La longitud de un muro puede expresar la magnitud de una civilización mejor que muchas crónicas. En el caso de la Gran Muralla China, esa medida alcanza unos 21.000 kilómetros de extensión si se suman todas las secciones conocidas, tanto las conservadas como las ruinas identificadas por los arqueólogos. A ritmo de caminata continua, un viajero tardaría más de un año en recorrerla completa, aunque la mayoría de tramos son intransitables por su deterioro o su ubicación en zonas montañosas.
Su construcción respondió a una necesidad defensiva: levantar una barrera que protegiera los campos agrícolas del norte frente a incursiones de pueblos nómadas. A lo largo de siglos, distintos reinos y dinastías añadieron muros, torres y pasos fortificados para asegurar rutas y controlar el comercio. Con ello se convirtió en una de las obras más extensas y duraderas creadas por el ser humano, símbolo material del esfuerzo por mantener una frontera bien visible.
Una nevada convirtió la Gran Muralla en una pista de hielo para turistas
El 17 de enero de 2026 una nevada cubrió de hielo y nieve el tramo de Badaling de la Gran Muralla China, según CGTN, y convirtió el lugar en un escenario donde los turistas se desplazaban con dificultad por los peldaños resbaladizos. Los vídeos difundidos mostraron a grupos de visitantes arrastrándose con las manos apoyadas en la piedra y agarrándose a las barandillas para no caer. Algunos optaron por deslizarse sentados mientras otros intentaban avanzar a cuatro patas. El hielo transformó la superficie en un pasillo brillante que reflejaba la luz gris del cielo y obligó a moverse con extrema cautela.
La difusión de las grabaciones convirtió la nevada de Badaling en uno de los episodios más comentados de este invierno. En las imágenes se observaban turistas riendo y gritando mientras trataban de mantener el equilibrio sobre un suelo cubierto de escarcha. El fenómeno se produjo tras varias horas de precipitación continua que dejó capas compactas de nieve en los tramos más altos. Las autoridades locales decidieron mantener abierto el acceso al recinto y recomendaron el uso de calzado antideslizante y apoyo constante en los pasamanos para evitar caídas.
Los meteorólogos atribuyeron el suceso a un patrón de retorno de flujo que llevó aire húmedo desde la bahía de Bohai hasta las montañas occidentales de Pekín. Ese aire, al ascender, formó nubes en temperaturas de entre -10 °C y -20 °C, propicias para la creación rápida de copos grandes y ligeros. En algunos puntos próximos, como Qianlingshan, la cantidad de nieve acumulada alcanzó 9,9 mm de equivalente en agua, una cifra suficiente para cubrir de hielo las superficies de piedra y madera.
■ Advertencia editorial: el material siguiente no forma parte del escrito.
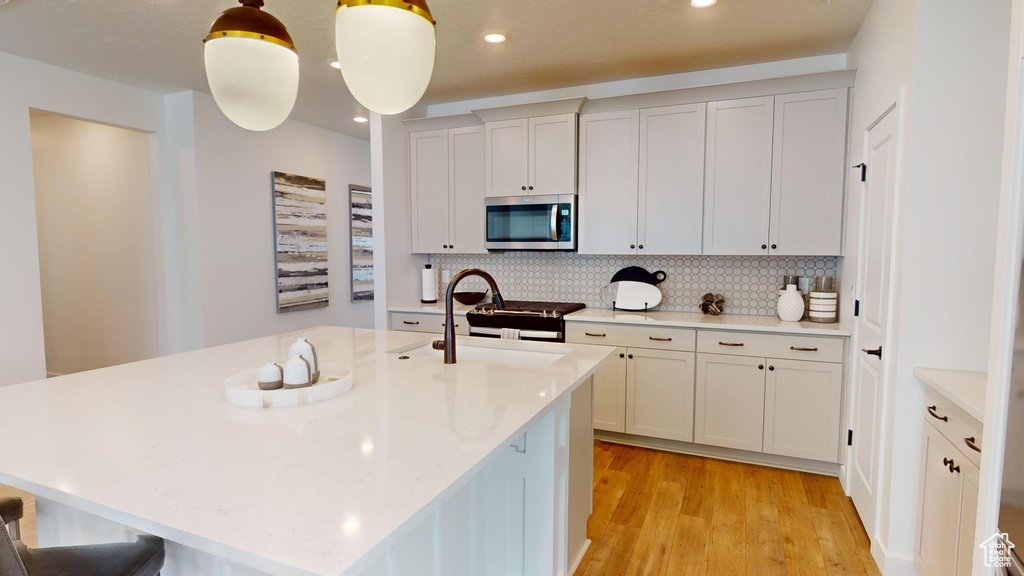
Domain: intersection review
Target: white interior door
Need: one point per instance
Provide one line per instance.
(872, 290)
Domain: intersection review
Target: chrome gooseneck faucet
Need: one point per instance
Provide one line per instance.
(449, 342)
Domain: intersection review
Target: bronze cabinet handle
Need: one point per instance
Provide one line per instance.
(931, 410)
(971, 444)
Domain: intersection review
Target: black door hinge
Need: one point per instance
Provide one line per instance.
(863, 171)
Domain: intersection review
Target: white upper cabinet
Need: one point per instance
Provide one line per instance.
(428, 160)
(530, 156)
(552, 154)
(608, 176)
(808, 165)
(671, 188)
(507, 153)
(446, 191)
(467, 227)
(737, 176)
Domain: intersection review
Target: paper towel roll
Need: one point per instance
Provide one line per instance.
(429, 285)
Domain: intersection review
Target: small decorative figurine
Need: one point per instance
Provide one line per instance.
(712, 303)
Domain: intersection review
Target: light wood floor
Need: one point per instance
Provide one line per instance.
(657, 512)
(29, 522)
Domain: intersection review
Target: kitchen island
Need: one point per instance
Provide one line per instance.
(421, 468)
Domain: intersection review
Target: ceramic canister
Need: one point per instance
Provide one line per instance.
(306, 351)
(791, 304)
(297, 373)
(270, 377)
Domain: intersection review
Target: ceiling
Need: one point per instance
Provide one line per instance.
(157, 44)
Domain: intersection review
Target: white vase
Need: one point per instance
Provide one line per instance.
(791, 304)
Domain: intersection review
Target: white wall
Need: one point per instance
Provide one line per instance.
(96, 249)
(30, 84)
(235, 214)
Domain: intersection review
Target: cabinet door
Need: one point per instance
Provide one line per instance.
(506, 145)
(969, 513)
(467, 217)
(730, 401)
(608, 158)
(802, 409)
(939, 505)
(428, 170)
(808, 165)
(609, 395)
(737, 176)
(671, 209)
(552, 154)
(659, 394)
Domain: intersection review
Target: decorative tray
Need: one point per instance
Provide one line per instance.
(242, 388)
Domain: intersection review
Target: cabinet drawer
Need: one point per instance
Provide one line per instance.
(431, 323)
(952, 422)
(785, 346)
(631, 335)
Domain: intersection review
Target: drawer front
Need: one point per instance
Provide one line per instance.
(954, 424)
(631, 335)
(785, 346)
(430, 323)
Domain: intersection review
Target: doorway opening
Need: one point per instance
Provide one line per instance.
(94, 217)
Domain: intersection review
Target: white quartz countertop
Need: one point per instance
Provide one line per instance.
(311, 490)
(966, 389)
(676, 319)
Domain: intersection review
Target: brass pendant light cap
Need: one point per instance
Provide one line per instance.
(418, 7)
(248, 21)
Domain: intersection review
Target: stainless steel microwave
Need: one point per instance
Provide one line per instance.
(531, 222)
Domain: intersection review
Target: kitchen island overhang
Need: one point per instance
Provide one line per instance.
(323, 489)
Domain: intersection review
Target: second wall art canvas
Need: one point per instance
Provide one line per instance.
(300, 232)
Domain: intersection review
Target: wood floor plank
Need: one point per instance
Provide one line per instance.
(633, 506)
(728, 530)
(653, 547)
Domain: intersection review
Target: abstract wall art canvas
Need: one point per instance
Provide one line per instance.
(361, 203)
(300, 232)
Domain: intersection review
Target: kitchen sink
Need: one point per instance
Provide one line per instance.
(486, 353)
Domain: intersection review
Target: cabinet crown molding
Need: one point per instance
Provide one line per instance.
(551, 108)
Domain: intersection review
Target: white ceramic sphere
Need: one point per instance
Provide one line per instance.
(254, 82)
(386, 55)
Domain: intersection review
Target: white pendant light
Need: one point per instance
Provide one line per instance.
(252, 67)
(386, 51)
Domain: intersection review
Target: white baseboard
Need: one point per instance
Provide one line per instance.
(583, 552)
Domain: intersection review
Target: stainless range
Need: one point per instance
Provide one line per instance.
(535, 321)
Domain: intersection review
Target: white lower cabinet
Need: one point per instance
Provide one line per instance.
(609, 395)
(730, 401)
(947, 507)
(659, 394)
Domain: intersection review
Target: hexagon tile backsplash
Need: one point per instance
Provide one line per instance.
(750, 284)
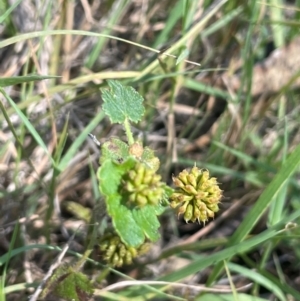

Este mecanismo atmosférico coincidió con una ola de frío que bajó las temperaturas entre 6 °C y 12 °C en el norte y el este del país, lo que mantuvo el terreno congelado durante días.
La situación obligó a reforzar la vigilancia en los accesos. Los responsables del área turística instaron a caminar despacio y a seguir las rutas más amplias para reducir el riesgo de resbalones. El servicio meteorológico de Pekín informó de que las nevadas ligeras continuaron el 18 de enero, prolongando la capa helada sobre los escalones. Wang Xiangxi, ministro de Gestión de Emergencias, pidió una coordinación más estrecha entre los servicios locales para afrontar los efectos del hielo, la nieve y las lluvias gélidas que afectaban a buena parte del país. Con ello se buscó garantizar la seguridad de los visitantes y evitar cierres prolongados en zonas emblemáticas.
La historia de la muralla une siglos de defensa, comercio y poder imperial
La muralla que hoy atrae a millones de turistas fue levantada inicialmente por varios estados del norte chino en el siglo VII a. C. para frenar incursiones enemigas. Con la unificación del territorio bajo Qin Shi Huang, esas defensas dispersas se enlazaron hasta formar una línea continua que delimitaba el imperio frente a los pueblos de las estepas.
Más tarde, las dinastías Han y Ming ampliaron y restauraron tramos para proteger rutas comerciales como la de la Ruta de la Seda y vigilar el paso de mercancías y ejércitos. Las torres de vigilancia servían para transmitir señales de humo y controlar el movimiento de tropas, lo que dio a la estructura una función tanto militar como administrativa. Actualmente, la Gran Muralla China se mantiene como vestigio de aquella estrategia y como uno de los monumentos más visitados del mundo.